Ganti Rugi Korban Salah Tangkap Naik Jadi Maksimal Rp 100 Juta

maiwanews – Kementerian Hukum dan Hak Azasi Manusia (Kemenkum HAM) mengubah besaran uang ganti rugi bagi korban salah tangkap atau rekayasa hukum menjadi maksimal sebesar Rp 100 juta.

“Sekarang, kita ubah menjadi Rp 500 ribu sampai Rp 100 juta,” kata Menkum HAM Yasonna Laoly di Jl Rasuna Said, Jakarta Selatan, Selasa (24/11/2015).

Sebelumnya dalam PP 27/1983, korban salah tangkap hanya berhak menerima ganti rugi senilai Rp 5.000 dan maksimal Rp 1 juta.

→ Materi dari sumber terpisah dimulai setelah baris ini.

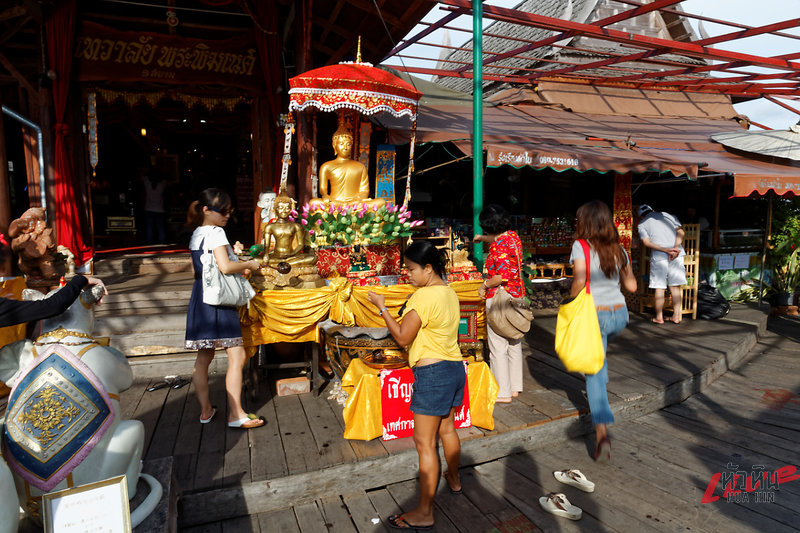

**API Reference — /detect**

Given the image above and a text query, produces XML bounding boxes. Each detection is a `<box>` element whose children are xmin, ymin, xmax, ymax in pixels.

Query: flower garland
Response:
<box><xmin>292</xmin><ymin>203</ymin><xmax>423</xmax><ymax>247</ymax></box>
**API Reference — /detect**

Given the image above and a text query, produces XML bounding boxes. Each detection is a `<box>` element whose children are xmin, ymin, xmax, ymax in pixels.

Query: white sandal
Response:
<box><xmin>553</xmin><ymin>469</ymin><xmax>594</xmax><ymax>492</ymax></box>
<box><xmin>539</xmin><ymin>492</ymin><xmax>583</xmax><ymax>520</ymax></box>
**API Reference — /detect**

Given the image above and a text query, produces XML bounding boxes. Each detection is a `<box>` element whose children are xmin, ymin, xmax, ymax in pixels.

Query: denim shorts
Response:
<box><xmin>409</xmin><ymin>361</ymin><xmax>467</xmax><ymax>416</ymax></box>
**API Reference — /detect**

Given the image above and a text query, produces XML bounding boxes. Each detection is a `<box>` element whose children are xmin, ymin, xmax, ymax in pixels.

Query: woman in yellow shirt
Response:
<box><xmin>369</xmin><ymin>241</ymin><xmax>467</xmax><ymax>529</ymax></box>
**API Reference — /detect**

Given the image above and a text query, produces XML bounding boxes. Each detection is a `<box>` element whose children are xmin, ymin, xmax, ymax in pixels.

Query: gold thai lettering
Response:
<box><xmin>74</xmin><ymin>31</ymin><xmax>258</xmax><ymax>78</ymax></box>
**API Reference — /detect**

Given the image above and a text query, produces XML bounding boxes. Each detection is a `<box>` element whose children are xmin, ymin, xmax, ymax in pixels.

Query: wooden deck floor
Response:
<box><xmin>121</xmin><ymin>309</ymin><xmax>763</xmax><ymax>502</ymax></box>
<box><xmin>183</xmin><ymin>319</ymin><xmax>800</xmax><ymax>533</ymax></box>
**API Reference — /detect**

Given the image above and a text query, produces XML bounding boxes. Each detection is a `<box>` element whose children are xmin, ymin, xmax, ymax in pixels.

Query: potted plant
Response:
<box><xmin>771</xmin><ymin>245</ymin><xmax>800</xmax><ymax>306</ymax></box>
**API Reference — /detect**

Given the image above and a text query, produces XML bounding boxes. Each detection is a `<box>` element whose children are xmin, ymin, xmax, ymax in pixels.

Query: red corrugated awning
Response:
<box><xmin>454</xmin><ymin>141</ymin><xmax>698</xmax><ymax>179</ymax></box>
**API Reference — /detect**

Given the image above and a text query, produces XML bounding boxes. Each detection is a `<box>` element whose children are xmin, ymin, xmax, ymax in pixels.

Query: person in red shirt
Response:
<box><xmin>473</xmin><ymin>204</ymin><xmax>525</xmax><ymax>403</ymax></box>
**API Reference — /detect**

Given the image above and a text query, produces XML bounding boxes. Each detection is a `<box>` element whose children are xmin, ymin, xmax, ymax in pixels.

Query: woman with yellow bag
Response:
<box><xmin>570</xmin><ymin>200</ymin><xmax>636</xmax><ymax>461</ymax></box>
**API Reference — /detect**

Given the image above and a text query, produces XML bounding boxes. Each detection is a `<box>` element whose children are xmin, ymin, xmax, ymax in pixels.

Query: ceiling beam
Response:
<box><xmin>460</xmin><ymin>0</ymin><xmax>683</xmax><ymax>74</ymax></box>
<box><xmin>0</xmin><ymin>53</ymin><xmax>40</xmax><ymax>102</ymax></box>
<box><xmin>616</xmin><ymin>0</ymin><xmax>800</xmax><ymax>39</ymax></box>
<box><xmin>441</xmin><ymin>0</ymin><xmax>800</xmax><ymax>70</ymax></box>
<box><xmin>380</xmin><ymin>9</ymin><xmax>468</xmax><ymax>63</ymax></box>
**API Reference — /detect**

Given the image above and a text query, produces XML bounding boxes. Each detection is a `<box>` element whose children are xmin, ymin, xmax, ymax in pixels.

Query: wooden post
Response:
<box><xmin>0</xmin><ymin>94</ymin><xmax>11</xmax><ymax>276</ymax></box>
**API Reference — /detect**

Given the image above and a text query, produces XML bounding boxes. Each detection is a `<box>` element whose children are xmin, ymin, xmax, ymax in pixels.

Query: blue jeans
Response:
<box><xmin>586</xmin><ymin>307</ymin><xmax>628</xmax><ymax>426</ymax></box>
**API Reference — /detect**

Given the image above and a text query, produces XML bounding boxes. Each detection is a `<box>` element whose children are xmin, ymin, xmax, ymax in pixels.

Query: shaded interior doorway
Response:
<box><xmin>91</xmin><ymin>98</ymin><xmax>256</xmax><ymax>251</ymax></box>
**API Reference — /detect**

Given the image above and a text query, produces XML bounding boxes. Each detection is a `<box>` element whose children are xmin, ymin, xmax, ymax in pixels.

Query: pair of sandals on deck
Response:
<box><xmin>539</xmin><ymin>469</ymin><xmax>594</xmax><ymax>520</ymax></box>
<box><xmin>200</xmin><ymin>408</ymin><xmax>267</xmax><ymax>429</ymax></box>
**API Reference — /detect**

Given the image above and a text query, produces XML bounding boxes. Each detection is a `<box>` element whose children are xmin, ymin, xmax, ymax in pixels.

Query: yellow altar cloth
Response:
<box><xmin>239</xmin><ymin>278</ymin><xmax>486</xmax><ymax>347</ymax></box>
<box><xmin>342</xmin><ymin>359</ymin><xmax>500</xmax><ymax>440</ymax></box>
<box><xmin>0</xmin><ymin>277</ymin><xmax>27</xmax><ymax>398</ymax></box>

Itu berarti ganti rugi salah tangkap naik sebesar 200 kali lipat.

Sementara untuk korban salah tangkap yang mengalami kekerasan oleh penyidik hingga menyebabkan luka kata Yasonna, maka besaran ganti ruginya memiliki nilai berbeda.

Yasonna menjelaskan, untuk korban salah tangkap yang menderita luka berat, mendapat ganti rugi Rp 25 juta sampai Rp 300 juta.

Sementara untuk korban salah tangkap mengalami kekerasan hingga meninggal dunia sambung Yasonna, akan mendapat kompensasi sebesar Ro 50 juta dan maksimal Rp 600 juta.